Food Archaeology....


.......is quite a different thing from Food History. Although interesting in its own right, the latter lacks the dimension of discovery that gives to Food Archaeology its particular frisson. Food History is about facts: terrines and smoked meats and sausages having developed as methods of preserving food for consumption during long, barren winter months, for example - or the fact that the ancient Greeks used sylphium (now disappeared, I think) to flavour food that was probably past its best. Or the small detail that the arrival in Europe of tomatoes from South America shortly after 1492 radically altered the profiles of half a dozen national european cuisines within a lifetime or so......All of these things are interesting, valid, and factually correct - but , when all's said and done, a little two-dimensional.

Food Archaeology, on the other hand, is about discovery and about identifying relationships and connections - and in being so has a richness and a satisfying relevance for us today.
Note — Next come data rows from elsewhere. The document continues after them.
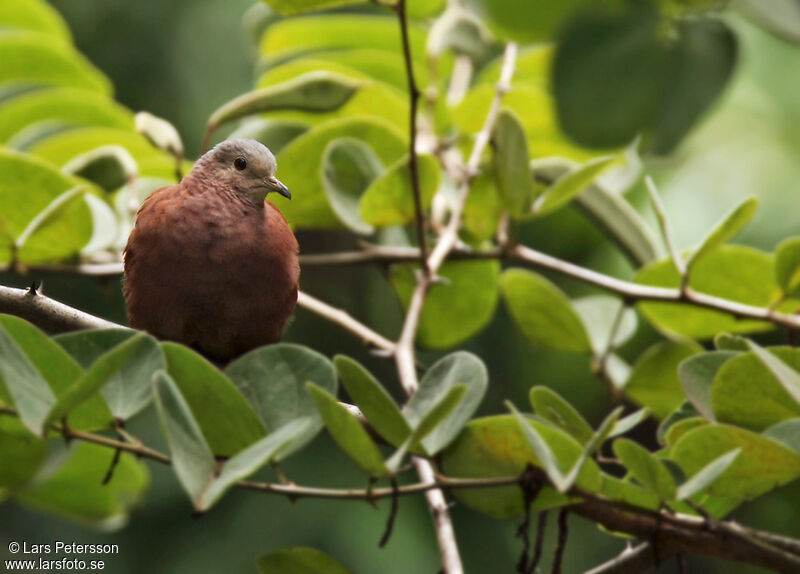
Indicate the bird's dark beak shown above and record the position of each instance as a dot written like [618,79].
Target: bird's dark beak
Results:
[274,184]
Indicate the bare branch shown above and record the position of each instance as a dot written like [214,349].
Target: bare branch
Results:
[46,313]
[345,320]
[672,532]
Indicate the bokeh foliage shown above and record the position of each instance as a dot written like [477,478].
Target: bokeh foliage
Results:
[599,87]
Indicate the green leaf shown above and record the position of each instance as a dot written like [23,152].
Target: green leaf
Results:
[34,16]
[58,369]
[248,461]
[542,312]
[99,374]
[373,400]
[22,456]
[570,185]
[389,200]
[654,381]
[788,377]
[615,76]
[697,374]
[435,417]
[348,168]
[733,272]
[226,419]
[301,165]
[747,393]
[192,459]
[110,167]
[27,189]
[313,92]
[762,465]
[191,456]
[68,106]
[625,424]
[483,208]
[729,226]
[24,384]
[598,313]
[514,180]
[35,59]
[273,380]
[787,266]
[88,345]
[460,31]
[293,37]
[61,147]
[496,447]
[50,215]
[367,67]
[620,222]
[552,407]
[700,63]
[728,342]
[706,476]
[347,431]
[300,560]
[160,133]
[274,134]
[75,489]
[546,458]
[292,7]
[786,432]
[683,423]
[646,468]
[534,106]
[431,419]
[457,308]
[460,368]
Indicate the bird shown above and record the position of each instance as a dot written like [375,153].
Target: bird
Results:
[210,263]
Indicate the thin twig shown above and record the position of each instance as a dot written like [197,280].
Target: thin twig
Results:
[345,320]
[661,214]
[637,559]
[413,164]
[561,543]
[541,528]
[677,532]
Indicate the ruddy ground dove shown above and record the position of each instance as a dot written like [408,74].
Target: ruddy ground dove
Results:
[210,263]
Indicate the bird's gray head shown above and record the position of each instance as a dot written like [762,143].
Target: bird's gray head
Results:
[245,165]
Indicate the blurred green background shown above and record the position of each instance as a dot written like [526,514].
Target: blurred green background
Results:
[180,59]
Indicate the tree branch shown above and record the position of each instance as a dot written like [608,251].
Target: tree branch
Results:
[346,321]
[413,163]
[46,313]
[672,532]
[637,559]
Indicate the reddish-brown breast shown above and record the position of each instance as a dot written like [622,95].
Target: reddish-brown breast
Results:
[210,269]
What do I mean by it? Well, I suppose it has a number of aspects.....

In part, it's about worrying away at recipes to see where they've come from. Over time - long generations - recipes are repeatedly adapted and altered and revised to meet changing circumstances, such as the availability of particular ingredients, or the fact that people have moved on from using the communal oven at the village bakers to having a fully-equipped kitchen of their own. Often, some of the ingredients that have survived will be a clue to the great age of a particular recipe: the presence of honey, for example, usually indicates an origin at least before the general availability of refined sugar; or else certain spices in savoury dishes such as cloves or cinnamon will suggest a late-medieval provenance. The combination of particular ingredients is a sure sign of substitution having taken place at some point: whenever you find lemons and oranges in the same recipe, for example, you can be confident that the original version was for bitter oranges alone, and that the lemons have been introduced to offset the sweetness of the newer versions of orange that subsequently became prevalent in the market. And, then again, there are certain ingredients which have now somehow achieved 'premium' status on the grocers' shelves, but which were originally born of the direst necessity and poverty - pine-nuts, for example, and chestnut flour, both of which directly relate back to people's desperate wartime need for food from any source whatsoever. (And frankly, I'd need the wartime desperation once again for chestnut flour to have any place in my kitchen - the one time I made the unjustly-renowned Chestnut Flour Cake Castagnaccio, two half-consumed slices later and the remains of the thing was fed to the Pig!)

But the Food Archaeology thing can work in other ways, too. I recall once leafing through the pages of Apicius, the food-writer from Imperial Rome, and coming across a recipe that was indistinguishable from the delicious tyropitas (little phyllo-wrapped cheese pies) that you can find in any village bakers across Greece even today!
And there's the frisson - the sense of direct connection with other people in other times, and the ability to identify exactly with them in eating the same foods and finding them delicious in the same way. Even despite the fact that the World around us has altered out of all recognition. It's not unlike the idea of Christian churches having been built on the sites of pre-christian temples, which in turn had been built where previously pagans had had their sacred groves - the context has changed, but the underlying experience is still the same.....

And then, I suppose, there are other aspects of Food Archaeology, too, which are rapidly and inevitably being lost in our lifetimes. The bits which don't get written down, and which will disappear along with the people who practice them. Like the little old peasant woman in the village in Greece in the seventies who was demonstrating how to make avgolemono soup; as she stirred, she whistled gently to herself, and explained that this was necessary in order to ward off the evil eye, which would otherwise make the soup curdle. As her mother had taught her to do, and her mother in turn, right back until who knows when.....

For me, it's a particularly rich thread in Life's Rich Tapestry.

Tonight's Dinner:

Lentil Soup (no whistling)

Spezzatino alla Fiorentina; Fagiolini, sautéd in Butter with Cinnamon and Breadcrumbs.

Panna Cotta.

1 comment:

Anonymous said...

What a lovely article. Food for thought indeed. I do enjoy your writings enormously, thank you.